Inizia la stagione vegetativa e si accrescono i timori dei frutticoltori per i possibili danni da gelate primaverili che possono verificarsi e ripetere la cattiva annata 2021, rilanciati da profeti di sciagure che accrescono ansie e tensioni di cui non se ne sente il bisogno nella congiuntura drammatica che stiamo vivendo.
Uno sguardo sull’andamento attuale della stagione ed alcune riflessioni che possono rivelarsi utili nel momento in cui si progetta un frutteto e per la sua futura gestione.

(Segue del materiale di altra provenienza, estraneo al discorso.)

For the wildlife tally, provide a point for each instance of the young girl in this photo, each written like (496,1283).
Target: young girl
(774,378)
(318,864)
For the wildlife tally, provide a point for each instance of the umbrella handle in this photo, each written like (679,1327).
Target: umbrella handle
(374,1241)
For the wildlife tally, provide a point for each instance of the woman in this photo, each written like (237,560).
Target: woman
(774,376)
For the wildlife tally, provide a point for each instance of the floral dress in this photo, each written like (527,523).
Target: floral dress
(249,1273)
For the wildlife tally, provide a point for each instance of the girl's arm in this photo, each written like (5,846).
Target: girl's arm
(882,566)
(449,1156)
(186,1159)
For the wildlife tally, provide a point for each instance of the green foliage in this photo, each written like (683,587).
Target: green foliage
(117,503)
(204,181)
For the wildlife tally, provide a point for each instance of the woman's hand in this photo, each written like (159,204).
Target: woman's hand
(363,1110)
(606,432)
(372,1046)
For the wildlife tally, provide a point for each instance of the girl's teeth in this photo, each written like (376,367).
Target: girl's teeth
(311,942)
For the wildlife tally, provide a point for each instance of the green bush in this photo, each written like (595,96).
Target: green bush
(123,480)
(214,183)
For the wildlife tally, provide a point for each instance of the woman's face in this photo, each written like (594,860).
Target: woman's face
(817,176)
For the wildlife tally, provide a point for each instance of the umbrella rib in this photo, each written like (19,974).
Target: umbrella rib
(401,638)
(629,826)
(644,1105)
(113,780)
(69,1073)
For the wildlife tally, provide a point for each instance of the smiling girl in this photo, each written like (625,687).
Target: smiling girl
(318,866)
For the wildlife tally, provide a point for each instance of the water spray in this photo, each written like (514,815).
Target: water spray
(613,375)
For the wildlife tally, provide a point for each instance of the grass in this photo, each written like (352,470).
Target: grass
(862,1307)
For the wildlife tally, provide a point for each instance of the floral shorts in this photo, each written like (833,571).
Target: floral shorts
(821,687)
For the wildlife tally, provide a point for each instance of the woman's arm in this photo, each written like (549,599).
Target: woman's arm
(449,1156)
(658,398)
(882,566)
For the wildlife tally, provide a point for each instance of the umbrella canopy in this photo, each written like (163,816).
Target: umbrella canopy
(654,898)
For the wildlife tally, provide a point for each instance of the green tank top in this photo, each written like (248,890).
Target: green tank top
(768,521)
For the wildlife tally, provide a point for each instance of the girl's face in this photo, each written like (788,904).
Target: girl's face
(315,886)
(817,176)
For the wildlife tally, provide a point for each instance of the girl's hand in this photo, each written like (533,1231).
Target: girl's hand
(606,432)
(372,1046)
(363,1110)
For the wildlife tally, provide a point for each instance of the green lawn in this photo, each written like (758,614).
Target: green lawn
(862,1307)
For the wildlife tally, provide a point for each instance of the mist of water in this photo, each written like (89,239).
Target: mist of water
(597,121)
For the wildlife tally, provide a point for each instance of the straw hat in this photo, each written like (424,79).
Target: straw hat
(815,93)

L’importanza dei fattori climatici
In Italia si assiste ad un forte ridimensionamento delle produzioni frutticole nel corso degli anni, non sempre strettamente dipendenti dalla diminuzione delle superfici coltivate, considerato che, grazie all’innovazione varietale, si realizzano migliori performance produttive unitarie.
Negli ultimi lustri i danni maggiori sono riconducibili ad eventi climatici che hanno fortemente compromesso la potenzialità produttiva di interi distretti nazionali, ai quali si associano le varie emergenze fitosanitarie. Questi fenomeni non si limitano ad eventi accidentali (grandine, vento, forti piogge), ma si riferiscono ad andamenti climatici stagionali anomali ed inconsueti, non scanditi e recepiti con la naturale sequenza del passato: inverno rigido, primavera tiepida, estate calda.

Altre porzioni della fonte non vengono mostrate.